Laura Cesarco Eglin

Swimming in Doubt
by Laura Cesarco Eglin

No wonder I like fish.
Not the food as in pescado,
but the life that swims
like a question
mark in the body
with its body. That’s how
we got fishy as questionable—
fish know how to doubt
how to go on with reason and
dance upstream. It takes
bones and instinct to have a journey.
The flesh is where it’s all felt,
the gills are where it’s questioned.
Fish as onomatopoeia for gliding (how
to say it best to feel it from bones to
flesh and know you have a body).
Fish has to include the water
being in communion.
Being fish.

 

Published in Cider Press Review, Volume 27, Issue 3.

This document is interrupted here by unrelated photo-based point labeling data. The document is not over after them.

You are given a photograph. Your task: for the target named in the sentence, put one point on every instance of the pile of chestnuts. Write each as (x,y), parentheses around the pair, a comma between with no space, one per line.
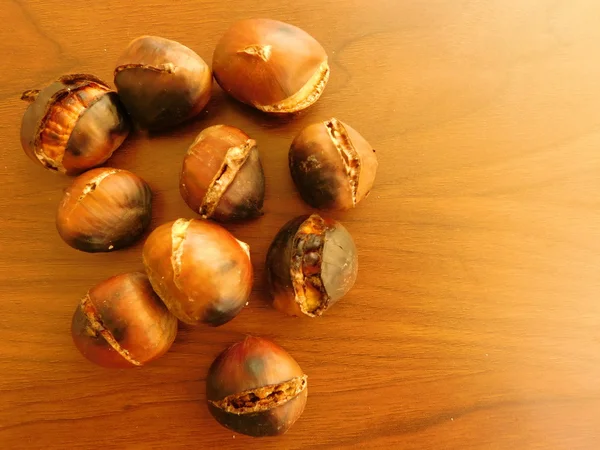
(195,270)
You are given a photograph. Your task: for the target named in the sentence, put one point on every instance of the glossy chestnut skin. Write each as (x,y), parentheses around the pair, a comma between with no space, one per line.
(199,270)
(104,209)
(122,323)
(256,388)
(73,124)
(162,82)
(332,165)
(271,65)
(222,176)
(311,264)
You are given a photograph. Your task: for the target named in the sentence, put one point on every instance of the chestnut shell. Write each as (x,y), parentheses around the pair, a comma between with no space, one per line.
(311,264)
(73,124)
(256,388)
(162,82)
(122,323)
(332,165)
(271,65)
(104,209)
(222,177)
(200,271)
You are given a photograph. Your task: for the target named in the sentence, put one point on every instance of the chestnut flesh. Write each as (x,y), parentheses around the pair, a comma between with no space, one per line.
(122,323)
(256,388)
(311,264)
(222,176)
(332,165)
(271,65)
(162,82)
(199,270)
(104,209)
(73,124)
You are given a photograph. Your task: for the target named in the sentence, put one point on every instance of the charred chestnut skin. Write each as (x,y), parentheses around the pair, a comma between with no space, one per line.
(311,264)
(239,381)
(121,323)
(222,177)
(162,82)
(104,209)
(199,270)
(73,124)
(332,165)
(273,66)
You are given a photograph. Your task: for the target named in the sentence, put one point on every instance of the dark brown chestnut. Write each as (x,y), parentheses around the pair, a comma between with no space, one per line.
(332,165)
(311,264)
(104,209)
(121,323)
(222,177)
(256,388)
(199,270)
(271,65)
(73,124)
(162,82)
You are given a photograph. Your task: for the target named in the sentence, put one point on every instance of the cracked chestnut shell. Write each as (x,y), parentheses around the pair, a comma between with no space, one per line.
(256,388)
(199,270)
(271,65)
(332,165)
(73,124)
(121,323)
(222,176)
(104,209)
(311,264)
(162,82)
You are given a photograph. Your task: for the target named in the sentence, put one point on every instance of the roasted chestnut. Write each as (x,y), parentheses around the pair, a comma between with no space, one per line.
(311,264)
(162,82)
(332,165)
(222,177)
(256,388)
(271,65)
(200,271)
(73,124)
(121,323)
(104,209)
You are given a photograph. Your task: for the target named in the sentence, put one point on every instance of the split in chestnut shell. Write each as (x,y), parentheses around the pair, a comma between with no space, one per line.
(311,264)
(73,124)
(222,177)
(332,165)
(104,209)
(256,388)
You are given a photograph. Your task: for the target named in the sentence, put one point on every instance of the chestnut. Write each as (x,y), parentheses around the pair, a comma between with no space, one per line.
(162,82)
(256,388)
(121,323)
(199,270)
(311,264)
(332,165)
(104,209)
(271,65)
(73,124)
(222,177)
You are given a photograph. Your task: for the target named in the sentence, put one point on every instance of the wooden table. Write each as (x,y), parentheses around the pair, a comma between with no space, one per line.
(475,319)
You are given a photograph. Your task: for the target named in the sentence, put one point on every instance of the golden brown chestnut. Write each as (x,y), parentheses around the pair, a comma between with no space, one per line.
(271,65)
(121,323)
(73,124)
(104,209)
(311,264)
(256,388)
(332,165)
(162,82)
(199,270)
(222,177)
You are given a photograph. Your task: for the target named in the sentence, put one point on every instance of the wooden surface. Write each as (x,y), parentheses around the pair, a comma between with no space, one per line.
(475,319)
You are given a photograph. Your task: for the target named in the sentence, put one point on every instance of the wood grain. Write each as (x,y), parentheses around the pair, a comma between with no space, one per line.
(475,319)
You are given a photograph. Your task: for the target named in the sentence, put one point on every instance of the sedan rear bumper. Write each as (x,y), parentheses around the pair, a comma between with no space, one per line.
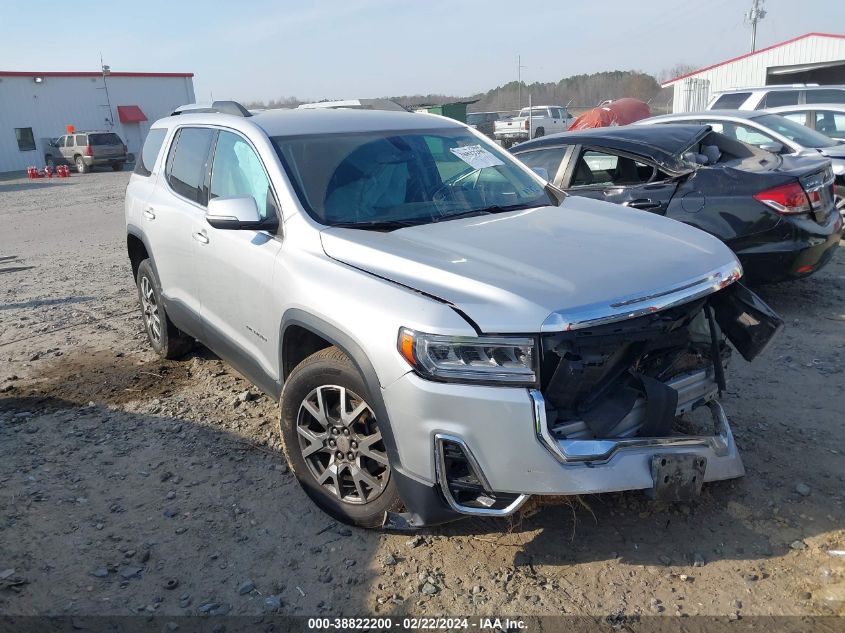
(809,249)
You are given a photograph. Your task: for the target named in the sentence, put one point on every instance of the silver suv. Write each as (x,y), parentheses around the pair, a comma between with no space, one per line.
(447,334)
(85,150)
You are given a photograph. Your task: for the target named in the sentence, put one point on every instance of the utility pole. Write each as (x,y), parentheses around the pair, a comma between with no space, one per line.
(754,15)
(519,68)
(106,70)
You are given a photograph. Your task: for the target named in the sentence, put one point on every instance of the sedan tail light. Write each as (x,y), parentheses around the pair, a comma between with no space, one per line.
(785,199)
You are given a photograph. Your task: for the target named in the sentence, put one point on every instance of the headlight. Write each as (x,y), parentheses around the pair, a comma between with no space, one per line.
(492,359)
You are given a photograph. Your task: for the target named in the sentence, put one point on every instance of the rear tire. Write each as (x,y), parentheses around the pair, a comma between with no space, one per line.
(333,442)
(164,337)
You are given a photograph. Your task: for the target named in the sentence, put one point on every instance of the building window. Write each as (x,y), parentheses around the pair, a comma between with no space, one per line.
(26,141)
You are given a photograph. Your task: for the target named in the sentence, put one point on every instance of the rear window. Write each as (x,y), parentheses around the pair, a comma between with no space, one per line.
(731,101)
(825,96)
(152,146)
(186,164)
(106,138)
(780,97)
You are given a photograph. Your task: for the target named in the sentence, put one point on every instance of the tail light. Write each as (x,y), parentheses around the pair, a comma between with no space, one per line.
(785,199)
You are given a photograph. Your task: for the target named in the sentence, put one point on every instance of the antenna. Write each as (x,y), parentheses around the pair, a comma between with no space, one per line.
(752,17)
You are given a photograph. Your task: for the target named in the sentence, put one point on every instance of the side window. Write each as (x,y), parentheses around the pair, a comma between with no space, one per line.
(600,169)
(829,95)
(25,139)
(187,161)
(237,171)
(798,117)
(152,146)
(731,101)
(828,122)
(548,159)
(780,97)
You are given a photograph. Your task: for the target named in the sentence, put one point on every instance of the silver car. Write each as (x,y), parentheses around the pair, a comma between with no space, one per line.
(446,333)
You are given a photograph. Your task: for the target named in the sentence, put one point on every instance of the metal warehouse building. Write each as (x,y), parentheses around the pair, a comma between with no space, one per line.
(811,58)
(36,106)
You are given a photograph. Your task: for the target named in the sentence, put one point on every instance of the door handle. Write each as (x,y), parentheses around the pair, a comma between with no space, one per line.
(642,203)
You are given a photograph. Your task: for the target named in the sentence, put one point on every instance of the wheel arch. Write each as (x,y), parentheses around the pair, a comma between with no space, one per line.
(421,499)
(138,249)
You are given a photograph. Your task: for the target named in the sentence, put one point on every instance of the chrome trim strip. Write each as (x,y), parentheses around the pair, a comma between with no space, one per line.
(440,474)
(620,310)
(571,452)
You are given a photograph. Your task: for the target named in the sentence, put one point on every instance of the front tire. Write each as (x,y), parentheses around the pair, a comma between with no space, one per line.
(164,337)
(333,442)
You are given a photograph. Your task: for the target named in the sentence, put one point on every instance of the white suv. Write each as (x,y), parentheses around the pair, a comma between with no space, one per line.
(445,332)
(775,96)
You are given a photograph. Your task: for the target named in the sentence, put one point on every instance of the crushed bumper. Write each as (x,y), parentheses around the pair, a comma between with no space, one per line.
(508,443)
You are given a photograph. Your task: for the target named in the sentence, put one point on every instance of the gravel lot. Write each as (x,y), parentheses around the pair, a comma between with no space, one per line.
(132,485)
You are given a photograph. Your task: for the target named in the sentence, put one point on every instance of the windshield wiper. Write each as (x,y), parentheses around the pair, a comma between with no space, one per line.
(382,225)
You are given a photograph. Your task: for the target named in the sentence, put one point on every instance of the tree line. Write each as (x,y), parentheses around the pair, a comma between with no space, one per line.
(578,92)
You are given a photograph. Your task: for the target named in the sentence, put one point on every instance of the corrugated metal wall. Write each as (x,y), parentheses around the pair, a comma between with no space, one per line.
(48,107)
(751,71)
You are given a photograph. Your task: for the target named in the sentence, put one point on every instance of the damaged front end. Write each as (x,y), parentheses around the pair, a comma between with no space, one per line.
(651,382)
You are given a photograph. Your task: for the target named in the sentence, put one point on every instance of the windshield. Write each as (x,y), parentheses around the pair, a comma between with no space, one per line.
(401,178)
(795,132)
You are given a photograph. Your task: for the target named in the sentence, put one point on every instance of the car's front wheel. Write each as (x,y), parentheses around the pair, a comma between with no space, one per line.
(168,341)
(333,441)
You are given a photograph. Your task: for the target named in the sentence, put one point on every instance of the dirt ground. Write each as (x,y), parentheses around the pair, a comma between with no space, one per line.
(131,485)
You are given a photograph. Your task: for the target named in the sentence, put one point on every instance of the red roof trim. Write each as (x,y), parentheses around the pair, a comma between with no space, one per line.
(130,114)
(762,50)
(15,73)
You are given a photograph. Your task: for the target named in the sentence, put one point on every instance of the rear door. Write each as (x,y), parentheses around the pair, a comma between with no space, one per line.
(172,220)
(236,285)
(620,178)
(106,145)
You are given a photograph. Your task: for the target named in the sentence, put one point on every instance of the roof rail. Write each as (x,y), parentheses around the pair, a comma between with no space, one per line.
(223,107)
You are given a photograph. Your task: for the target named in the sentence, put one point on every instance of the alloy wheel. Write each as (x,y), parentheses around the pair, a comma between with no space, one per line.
(149,306)
(342,445)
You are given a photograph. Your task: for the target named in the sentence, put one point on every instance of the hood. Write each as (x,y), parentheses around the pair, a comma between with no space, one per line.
(516,271)
(836,152)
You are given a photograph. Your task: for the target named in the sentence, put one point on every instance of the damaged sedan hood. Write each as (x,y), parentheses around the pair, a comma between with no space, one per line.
(543,268)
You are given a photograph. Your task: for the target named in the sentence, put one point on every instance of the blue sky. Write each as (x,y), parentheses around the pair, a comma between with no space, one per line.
(315,49)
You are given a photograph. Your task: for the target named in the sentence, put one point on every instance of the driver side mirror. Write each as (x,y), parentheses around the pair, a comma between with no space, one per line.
(236,213)
(773,147)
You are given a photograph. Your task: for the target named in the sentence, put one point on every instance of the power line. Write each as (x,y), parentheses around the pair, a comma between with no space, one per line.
(754,15)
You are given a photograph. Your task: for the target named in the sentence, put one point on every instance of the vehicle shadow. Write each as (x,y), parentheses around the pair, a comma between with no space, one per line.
(34,184)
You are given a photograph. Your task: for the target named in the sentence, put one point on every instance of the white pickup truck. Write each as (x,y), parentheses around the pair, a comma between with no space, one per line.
(531,123)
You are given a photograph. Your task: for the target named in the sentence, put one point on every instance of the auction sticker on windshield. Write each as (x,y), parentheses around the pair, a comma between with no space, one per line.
(476,156)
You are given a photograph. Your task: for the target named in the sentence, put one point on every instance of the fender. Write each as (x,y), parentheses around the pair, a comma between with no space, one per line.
(422,500)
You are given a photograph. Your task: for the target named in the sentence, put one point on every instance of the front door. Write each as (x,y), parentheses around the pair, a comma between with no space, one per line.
(236,286)
(621,179)
(173,217)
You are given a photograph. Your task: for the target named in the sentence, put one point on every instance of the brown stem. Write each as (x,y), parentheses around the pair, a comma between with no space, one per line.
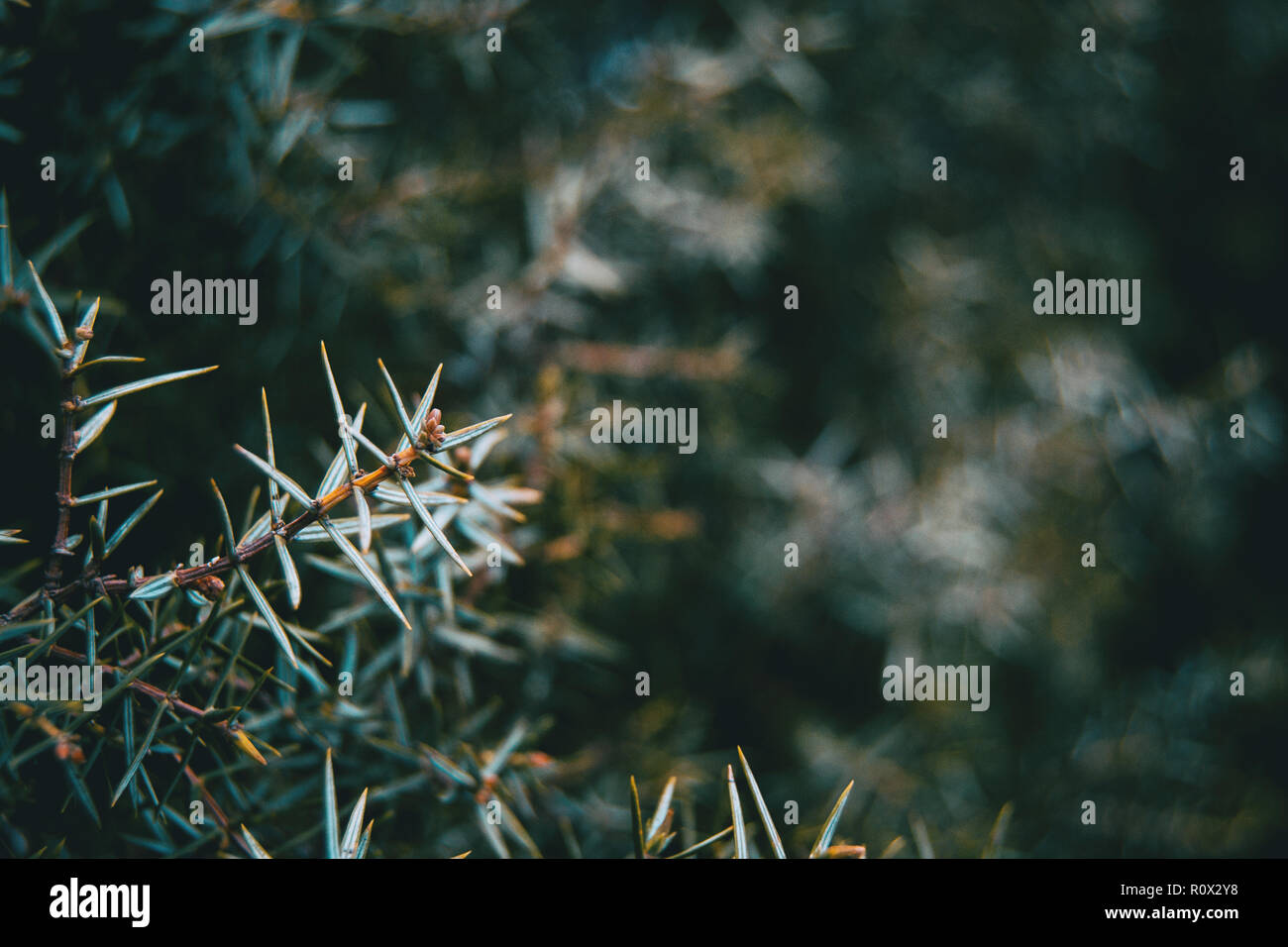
(65,455)
(188,578)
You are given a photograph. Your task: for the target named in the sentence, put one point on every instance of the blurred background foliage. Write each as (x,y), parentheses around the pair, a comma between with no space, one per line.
(768,169)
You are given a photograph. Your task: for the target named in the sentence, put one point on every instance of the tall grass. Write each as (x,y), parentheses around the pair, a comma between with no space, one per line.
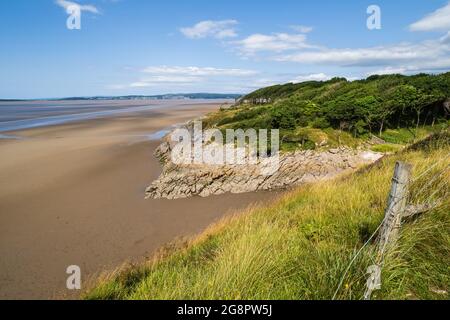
(300,246)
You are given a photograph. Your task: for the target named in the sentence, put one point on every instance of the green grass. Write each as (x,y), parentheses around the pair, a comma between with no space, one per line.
(386,148)
(300,246)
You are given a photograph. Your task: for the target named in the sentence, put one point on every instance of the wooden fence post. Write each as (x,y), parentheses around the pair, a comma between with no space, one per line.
(396,209)
(397,203)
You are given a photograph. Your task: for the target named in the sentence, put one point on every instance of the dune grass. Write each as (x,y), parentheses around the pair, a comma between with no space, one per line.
(300,246)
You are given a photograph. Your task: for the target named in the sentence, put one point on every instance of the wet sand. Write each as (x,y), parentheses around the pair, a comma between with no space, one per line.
(73,194)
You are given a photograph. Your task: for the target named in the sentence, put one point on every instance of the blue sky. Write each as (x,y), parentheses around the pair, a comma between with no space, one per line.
(151,47)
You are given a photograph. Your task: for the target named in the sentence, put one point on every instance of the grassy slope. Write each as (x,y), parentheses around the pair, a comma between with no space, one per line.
(300,246)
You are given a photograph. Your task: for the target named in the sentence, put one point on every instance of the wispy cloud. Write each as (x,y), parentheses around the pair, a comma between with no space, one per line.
(431,54)
(168,77)
(209,28)
(197,71)
(86,7)
(302,29)
(276,42)
(438,20)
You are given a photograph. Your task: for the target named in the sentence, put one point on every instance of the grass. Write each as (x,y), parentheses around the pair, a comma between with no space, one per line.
(386,148)
(300,246)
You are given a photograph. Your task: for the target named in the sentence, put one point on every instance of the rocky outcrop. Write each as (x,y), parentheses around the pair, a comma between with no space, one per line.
(296,168)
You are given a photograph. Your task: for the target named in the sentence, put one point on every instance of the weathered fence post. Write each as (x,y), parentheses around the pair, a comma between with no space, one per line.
(395,210)
(397,203)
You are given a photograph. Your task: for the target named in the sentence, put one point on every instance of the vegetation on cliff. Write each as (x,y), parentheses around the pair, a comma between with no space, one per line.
(397,108)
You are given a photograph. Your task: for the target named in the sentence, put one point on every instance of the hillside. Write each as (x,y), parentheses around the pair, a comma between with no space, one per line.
(397,108)
(300,246)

Laura Cesarco EglinLaura Cesarco Eglin is a poet and translator from Uruguay. She is the author of six collections of poetry, including the chapbooks Between Gone and Leaving—Home (dancing girl press, 2023) and Time/Tempo: The Idea of Breath (PRESS 254, 2022). Her poems and translations (from the Spanish, Portuguese, Portuñol, and Galician) have appeared in many journals such as Asymptote, Zócalo: Public Square, MAYDAY, Figure 1, Eleven Eleven, Puerto del Sol, Copper Nickel, SRPR, International Poetry Review, Tupelo Quarterly, Columbia Poetry Review, Timber, and more. Cesarco Eglin is the translator of Claus and the Scorpion by the Galician author Lara Dopazo Ruibal (co•im•press, 2022), long-listed for both the 2023 PEN Award in Poetry in Translation and the 2023 National Translation Award in Poetry. She is also the translator of Of Death. Minimal Odes by the Brazilian author Hilda Hilst (co•im•press), which was the winner of the 2019 Best Translated Book Award. Cesarco Eglin is the publisher of Veliz Books and teaches creative writing at the University of Houston-Downtown.